Well I wouldn't say they are "ineffective" - it's just an overkill. The link you've shared is for bulk/miRNA; there were many earlier papers that basically PCR deduplication for bulk RNA-seq reduces power to discover differentially expressed genes, and should not be used. In general, I think consensus in the field was that you don't really need UMIs for bulk, unless it's really low input protocol. For single cell (and especially for single-end reads, like most 10x) UMIs become a lot more crucial. And if you can't collapse reads based on UMIs, simple deduplication should still be better than nothing.
I might be wrong, but I think current methods (e.g. Cell Ranger, STARsolo, etc) would not collapse reads that map to different positions while having the same UMI.
Also, are there methods that do PCR first and then transposase?
I've been working with others on a new single-cell experimental protocol in lab; in the first iteration, we didn't ligate on UMIs. Indeed, our results looked much better when I collapsed reads (and looked more consistent with the subsequent refinement when we did a UMI ligation reaction). So yes, I agree it's better, especially for low complexity libraries.

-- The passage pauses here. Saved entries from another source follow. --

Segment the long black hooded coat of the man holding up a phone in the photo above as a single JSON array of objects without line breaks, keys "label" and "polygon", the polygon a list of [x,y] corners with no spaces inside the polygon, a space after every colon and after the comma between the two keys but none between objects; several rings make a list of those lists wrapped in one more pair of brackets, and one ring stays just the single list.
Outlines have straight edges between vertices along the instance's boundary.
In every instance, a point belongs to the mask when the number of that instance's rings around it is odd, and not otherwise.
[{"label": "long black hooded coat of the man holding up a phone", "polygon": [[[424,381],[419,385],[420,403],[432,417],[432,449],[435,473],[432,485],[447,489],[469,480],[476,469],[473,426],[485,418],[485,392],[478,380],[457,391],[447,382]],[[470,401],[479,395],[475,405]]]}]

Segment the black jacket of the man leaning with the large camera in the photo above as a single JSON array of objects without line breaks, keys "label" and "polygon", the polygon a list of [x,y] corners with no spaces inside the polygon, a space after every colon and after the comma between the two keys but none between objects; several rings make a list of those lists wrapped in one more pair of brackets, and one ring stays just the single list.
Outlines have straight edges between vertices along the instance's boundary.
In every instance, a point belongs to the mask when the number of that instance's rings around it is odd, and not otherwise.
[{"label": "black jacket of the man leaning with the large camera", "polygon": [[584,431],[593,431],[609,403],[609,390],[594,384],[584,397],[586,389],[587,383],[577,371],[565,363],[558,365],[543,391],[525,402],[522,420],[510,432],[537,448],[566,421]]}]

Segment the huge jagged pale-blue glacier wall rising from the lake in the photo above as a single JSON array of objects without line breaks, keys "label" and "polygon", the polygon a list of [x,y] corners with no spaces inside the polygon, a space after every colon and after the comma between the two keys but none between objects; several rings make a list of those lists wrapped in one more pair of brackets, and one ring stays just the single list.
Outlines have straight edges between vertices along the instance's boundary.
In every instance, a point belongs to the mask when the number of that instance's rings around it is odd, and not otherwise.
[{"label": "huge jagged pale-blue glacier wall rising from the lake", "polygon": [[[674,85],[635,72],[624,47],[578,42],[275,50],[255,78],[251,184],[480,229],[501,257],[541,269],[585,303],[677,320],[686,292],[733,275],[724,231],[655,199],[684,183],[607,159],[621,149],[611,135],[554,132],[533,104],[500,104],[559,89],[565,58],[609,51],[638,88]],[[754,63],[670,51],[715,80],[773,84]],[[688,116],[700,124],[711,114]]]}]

For current read mapping software, they WILL collapse reads that have the same UMI but with different positions. This is because current methods only really care about uniquely-mapped reads (so if two identical UMIs map to different positions within the same gene, they will be collapsed since there's a very low probability that they represent two distinct molecules). (Note: For many tools, these are settings that can be adjusted by the user). Again, I'm referring to different positions "within the same gene" (if it's different genes, well, of course you wouldn't collapse).
The smart-seq methods do PCR then fragment; I assume you mean the opposite: fragment (immediately after RT) then PCR? Yes, many protocols (especially for bulk) do that [however, for tagmenting, the advantage of Tn5 post-PCR is being able to add adapter at the same step]. If you're using UMIs, just make sure you ligate on the UMIs before PCR (in some protocols like 10x, the UMIs will identify individual RNA molecules; in other protocols, the UMIs will tag individual cDNA fragments).
Can assure there is also length bias with PCR on bulk RNA samples. Lengths of RNA span a very broad range and the small RNAs will always out compete large even with as few cycles as you can get away with. I seen this with as few as 5 cycles and that was a pretty high cDNA input.